Hi everyone. I have an interesting case at work. I’m developing a service which ingest data from an external data provider via an exclusive AMQP queue. Since it’s an exclusive queue, when the consumer disconnects, the queue gets destroyed and having more than one queues means I have to de-duplicate messages. My task is to minimize the chance of missing messages in case of flaky connection or if something happens to the container the service is running in.

By using supervision, I can minimize the missed messages when the connection is flaky but how to handle containers crashing? I’ve identified two ways to tackle the problem both of them presume a cluster of at least two instances of the services. One approach is to register the AMQP connection process as a global process by using :global or horde. The second approach consists of creating a process group with :pg and synchronize the connection and channel where the queue is declared. I couldn’t manage to make it working reliably when nodes are started at the same time.

Are there any alternatives and am I missing something? What approach would you advise me to use? Thanks in advance.

benwilson512 · November 13, 2020, 3:58pm

Ideally, the external data provider needs to require that you ACKnowledge data that you receive.

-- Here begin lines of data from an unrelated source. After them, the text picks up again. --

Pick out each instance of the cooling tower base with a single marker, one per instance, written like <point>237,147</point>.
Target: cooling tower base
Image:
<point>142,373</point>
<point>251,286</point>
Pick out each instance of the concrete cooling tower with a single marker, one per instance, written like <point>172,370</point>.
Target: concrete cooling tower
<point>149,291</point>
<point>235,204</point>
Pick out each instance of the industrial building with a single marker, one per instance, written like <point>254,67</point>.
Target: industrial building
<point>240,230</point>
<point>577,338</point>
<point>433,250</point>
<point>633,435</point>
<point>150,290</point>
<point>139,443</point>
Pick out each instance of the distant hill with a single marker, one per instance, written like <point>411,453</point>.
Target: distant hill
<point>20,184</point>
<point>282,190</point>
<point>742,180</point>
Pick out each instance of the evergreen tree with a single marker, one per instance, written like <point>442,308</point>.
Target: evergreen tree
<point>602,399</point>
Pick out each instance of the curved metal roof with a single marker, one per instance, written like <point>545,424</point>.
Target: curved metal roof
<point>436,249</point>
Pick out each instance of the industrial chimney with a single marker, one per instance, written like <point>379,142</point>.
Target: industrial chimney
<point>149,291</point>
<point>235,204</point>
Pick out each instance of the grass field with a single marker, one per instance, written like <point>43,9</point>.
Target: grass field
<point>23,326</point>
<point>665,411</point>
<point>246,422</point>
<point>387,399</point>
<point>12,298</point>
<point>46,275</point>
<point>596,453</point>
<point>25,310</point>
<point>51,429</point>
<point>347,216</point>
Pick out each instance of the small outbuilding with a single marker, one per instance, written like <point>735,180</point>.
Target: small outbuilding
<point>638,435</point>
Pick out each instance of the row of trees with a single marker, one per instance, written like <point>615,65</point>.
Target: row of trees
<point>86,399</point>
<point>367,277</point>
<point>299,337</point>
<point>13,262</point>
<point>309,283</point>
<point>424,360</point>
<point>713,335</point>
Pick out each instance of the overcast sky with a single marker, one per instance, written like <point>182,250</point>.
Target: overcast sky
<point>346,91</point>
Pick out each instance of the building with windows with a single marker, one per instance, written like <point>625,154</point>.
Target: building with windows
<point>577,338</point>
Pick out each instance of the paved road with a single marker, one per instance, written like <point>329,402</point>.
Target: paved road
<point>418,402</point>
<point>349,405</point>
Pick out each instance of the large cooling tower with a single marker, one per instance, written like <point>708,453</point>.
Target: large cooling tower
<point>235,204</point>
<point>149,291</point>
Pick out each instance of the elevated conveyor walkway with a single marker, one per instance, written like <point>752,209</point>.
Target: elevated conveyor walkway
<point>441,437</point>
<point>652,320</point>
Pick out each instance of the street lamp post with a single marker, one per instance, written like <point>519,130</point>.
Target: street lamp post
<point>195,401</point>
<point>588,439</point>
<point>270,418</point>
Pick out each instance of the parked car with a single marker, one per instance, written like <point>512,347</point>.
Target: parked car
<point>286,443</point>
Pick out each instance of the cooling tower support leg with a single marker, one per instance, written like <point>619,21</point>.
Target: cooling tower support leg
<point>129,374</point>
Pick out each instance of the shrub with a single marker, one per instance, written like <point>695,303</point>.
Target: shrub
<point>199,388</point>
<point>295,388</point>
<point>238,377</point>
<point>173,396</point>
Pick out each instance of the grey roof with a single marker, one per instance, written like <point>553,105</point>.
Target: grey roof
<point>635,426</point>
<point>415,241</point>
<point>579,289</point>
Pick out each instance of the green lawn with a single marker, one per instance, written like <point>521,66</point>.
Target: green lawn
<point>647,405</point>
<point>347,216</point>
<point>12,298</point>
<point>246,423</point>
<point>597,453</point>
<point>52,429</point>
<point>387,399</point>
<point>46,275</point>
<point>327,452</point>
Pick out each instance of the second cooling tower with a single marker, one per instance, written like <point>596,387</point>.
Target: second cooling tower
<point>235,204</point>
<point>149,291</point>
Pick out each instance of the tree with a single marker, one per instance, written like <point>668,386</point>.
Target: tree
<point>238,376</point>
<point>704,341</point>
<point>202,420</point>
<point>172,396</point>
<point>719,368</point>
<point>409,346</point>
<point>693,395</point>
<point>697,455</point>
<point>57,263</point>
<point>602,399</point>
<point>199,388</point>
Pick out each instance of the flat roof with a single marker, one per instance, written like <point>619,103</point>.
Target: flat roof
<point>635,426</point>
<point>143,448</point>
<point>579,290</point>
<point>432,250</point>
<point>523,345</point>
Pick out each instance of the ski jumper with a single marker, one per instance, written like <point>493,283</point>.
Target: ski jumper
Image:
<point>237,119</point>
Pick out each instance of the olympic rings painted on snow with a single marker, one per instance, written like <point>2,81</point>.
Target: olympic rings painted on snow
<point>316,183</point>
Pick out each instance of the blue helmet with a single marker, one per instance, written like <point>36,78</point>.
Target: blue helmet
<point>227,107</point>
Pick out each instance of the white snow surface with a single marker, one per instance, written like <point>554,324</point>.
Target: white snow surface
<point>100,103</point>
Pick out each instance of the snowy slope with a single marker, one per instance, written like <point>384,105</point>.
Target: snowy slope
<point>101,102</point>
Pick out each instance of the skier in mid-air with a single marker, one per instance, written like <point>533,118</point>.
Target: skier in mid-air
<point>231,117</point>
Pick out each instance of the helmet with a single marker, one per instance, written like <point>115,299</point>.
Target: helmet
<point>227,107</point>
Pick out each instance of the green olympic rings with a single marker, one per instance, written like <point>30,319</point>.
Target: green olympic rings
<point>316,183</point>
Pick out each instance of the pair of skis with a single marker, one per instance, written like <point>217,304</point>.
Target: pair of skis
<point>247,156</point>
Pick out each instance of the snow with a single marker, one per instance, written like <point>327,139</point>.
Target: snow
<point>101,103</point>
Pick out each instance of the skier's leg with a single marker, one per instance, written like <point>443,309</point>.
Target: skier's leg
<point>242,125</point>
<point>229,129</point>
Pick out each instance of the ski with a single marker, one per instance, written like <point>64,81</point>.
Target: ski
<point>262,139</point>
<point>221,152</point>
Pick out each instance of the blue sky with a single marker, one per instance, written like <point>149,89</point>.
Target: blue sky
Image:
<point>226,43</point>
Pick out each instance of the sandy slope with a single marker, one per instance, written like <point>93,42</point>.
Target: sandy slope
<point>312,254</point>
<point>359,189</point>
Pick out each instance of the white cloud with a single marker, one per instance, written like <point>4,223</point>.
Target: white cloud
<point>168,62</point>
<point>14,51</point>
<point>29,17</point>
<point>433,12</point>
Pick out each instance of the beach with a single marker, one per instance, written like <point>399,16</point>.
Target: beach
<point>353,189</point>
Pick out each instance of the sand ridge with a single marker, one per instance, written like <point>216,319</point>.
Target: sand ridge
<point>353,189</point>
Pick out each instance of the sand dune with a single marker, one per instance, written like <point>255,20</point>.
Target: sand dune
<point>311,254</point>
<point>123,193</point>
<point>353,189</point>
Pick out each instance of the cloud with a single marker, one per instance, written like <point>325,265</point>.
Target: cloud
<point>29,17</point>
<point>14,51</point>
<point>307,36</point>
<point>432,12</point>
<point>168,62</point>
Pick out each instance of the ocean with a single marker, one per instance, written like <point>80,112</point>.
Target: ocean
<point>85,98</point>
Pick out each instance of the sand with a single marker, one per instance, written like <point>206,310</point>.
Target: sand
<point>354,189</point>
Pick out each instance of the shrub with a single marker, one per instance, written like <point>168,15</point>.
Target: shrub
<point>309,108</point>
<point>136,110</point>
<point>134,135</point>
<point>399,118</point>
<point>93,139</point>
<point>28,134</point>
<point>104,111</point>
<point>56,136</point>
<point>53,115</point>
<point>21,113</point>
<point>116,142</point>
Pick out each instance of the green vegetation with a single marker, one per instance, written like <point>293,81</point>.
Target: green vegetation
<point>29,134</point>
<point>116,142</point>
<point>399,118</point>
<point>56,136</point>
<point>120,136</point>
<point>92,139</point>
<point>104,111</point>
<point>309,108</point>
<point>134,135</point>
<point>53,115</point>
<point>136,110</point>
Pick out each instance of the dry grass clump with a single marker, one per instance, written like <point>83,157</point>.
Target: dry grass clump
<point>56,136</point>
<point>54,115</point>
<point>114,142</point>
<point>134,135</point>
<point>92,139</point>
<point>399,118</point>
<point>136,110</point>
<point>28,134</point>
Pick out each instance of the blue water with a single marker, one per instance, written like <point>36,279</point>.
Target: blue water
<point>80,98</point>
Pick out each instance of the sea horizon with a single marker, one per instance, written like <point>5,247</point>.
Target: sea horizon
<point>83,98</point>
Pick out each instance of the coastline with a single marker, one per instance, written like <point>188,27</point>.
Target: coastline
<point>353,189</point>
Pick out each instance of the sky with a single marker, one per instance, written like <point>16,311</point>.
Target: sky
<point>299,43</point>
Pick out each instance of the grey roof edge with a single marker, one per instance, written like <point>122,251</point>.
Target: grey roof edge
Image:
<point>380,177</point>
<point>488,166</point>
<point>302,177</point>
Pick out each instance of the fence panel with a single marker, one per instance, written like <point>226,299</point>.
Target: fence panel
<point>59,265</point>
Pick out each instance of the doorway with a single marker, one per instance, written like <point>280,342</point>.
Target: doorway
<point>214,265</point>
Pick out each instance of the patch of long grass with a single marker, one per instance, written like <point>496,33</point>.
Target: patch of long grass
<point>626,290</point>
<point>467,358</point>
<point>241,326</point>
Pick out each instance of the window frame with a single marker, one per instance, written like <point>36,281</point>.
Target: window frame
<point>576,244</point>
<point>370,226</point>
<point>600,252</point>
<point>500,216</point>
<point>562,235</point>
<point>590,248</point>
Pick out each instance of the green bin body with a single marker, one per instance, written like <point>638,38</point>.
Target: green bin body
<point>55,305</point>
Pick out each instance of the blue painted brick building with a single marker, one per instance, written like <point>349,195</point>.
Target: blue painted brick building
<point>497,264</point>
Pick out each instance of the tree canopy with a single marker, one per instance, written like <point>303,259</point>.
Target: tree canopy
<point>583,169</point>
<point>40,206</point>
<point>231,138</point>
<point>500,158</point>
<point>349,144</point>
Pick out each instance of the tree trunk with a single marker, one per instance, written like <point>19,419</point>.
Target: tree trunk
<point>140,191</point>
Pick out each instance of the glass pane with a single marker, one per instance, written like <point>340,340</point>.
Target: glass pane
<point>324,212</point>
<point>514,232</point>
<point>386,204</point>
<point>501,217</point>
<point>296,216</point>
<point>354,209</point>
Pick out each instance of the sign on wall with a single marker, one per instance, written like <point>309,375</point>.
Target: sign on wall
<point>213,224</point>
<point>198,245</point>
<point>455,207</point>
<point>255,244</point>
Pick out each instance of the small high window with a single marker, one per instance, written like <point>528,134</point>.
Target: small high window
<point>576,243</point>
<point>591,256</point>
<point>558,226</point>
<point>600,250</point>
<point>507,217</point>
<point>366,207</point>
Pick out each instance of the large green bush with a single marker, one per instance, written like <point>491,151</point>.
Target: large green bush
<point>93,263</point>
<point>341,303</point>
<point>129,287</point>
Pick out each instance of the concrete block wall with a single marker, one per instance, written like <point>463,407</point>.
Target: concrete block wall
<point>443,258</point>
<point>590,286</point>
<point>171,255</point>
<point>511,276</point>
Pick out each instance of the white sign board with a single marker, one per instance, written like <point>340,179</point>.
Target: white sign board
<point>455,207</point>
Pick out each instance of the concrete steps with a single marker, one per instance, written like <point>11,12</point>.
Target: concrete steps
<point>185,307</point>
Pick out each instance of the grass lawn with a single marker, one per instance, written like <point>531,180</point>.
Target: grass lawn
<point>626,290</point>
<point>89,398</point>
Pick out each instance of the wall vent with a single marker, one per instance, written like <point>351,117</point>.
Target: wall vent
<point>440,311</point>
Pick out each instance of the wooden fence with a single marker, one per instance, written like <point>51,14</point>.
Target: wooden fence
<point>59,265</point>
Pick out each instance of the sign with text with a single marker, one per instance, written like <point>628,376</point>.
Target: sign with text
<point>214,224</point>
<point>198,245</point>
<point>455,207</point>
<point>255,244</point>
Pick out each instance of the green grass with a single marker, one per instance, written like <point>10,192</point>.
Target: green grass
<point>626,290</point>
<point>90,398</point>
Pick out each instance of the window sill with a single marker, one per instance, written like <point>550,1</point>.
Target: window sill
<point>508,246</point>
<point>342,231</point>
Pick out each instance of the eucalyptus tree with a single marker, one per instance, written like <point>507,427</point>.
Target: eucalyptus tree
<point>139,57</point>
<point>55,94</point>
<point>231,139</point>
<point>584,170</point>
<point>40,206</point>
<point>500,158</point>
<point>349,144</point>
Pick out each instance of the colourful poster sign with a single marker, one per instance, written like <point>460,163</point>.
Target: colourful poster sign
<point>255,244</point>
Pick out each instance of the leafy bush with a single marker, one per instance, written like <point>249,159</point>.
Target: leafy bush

This way if the connection crashes, they can re-send data that they dont’ have acknowledged. This requires some minor de-duplification on your end but it also guarantees that you don’t miss messages.

krasenyp · November 13, 2020, 5:00pm

The problem is the queue is exclusive and when the service reconnects, a new query is created and all the messages between the lost connection and the reconnect are lost.

benwilson512 · November 13, 2020, 5:28pm

This is an intrinsically fault intolerant design. This cannot be made to not drop messages without changing something about that. You can try to minimize faults by keeping things online as much as possible, but the very idea of “fault tolerance” is that a fault can happen, but things can recover.

krasenyp · November 19, 2020, 4:13pm

For the sake of continuity, I managed to minimize the possibility of losing messages with a two-node cluster, using horde to manage a global AMQP connection. If a connection dies, it gets restarted, and if a node dies, the connection is restarted on the other node. It’s not perfect but it’s better than nothing.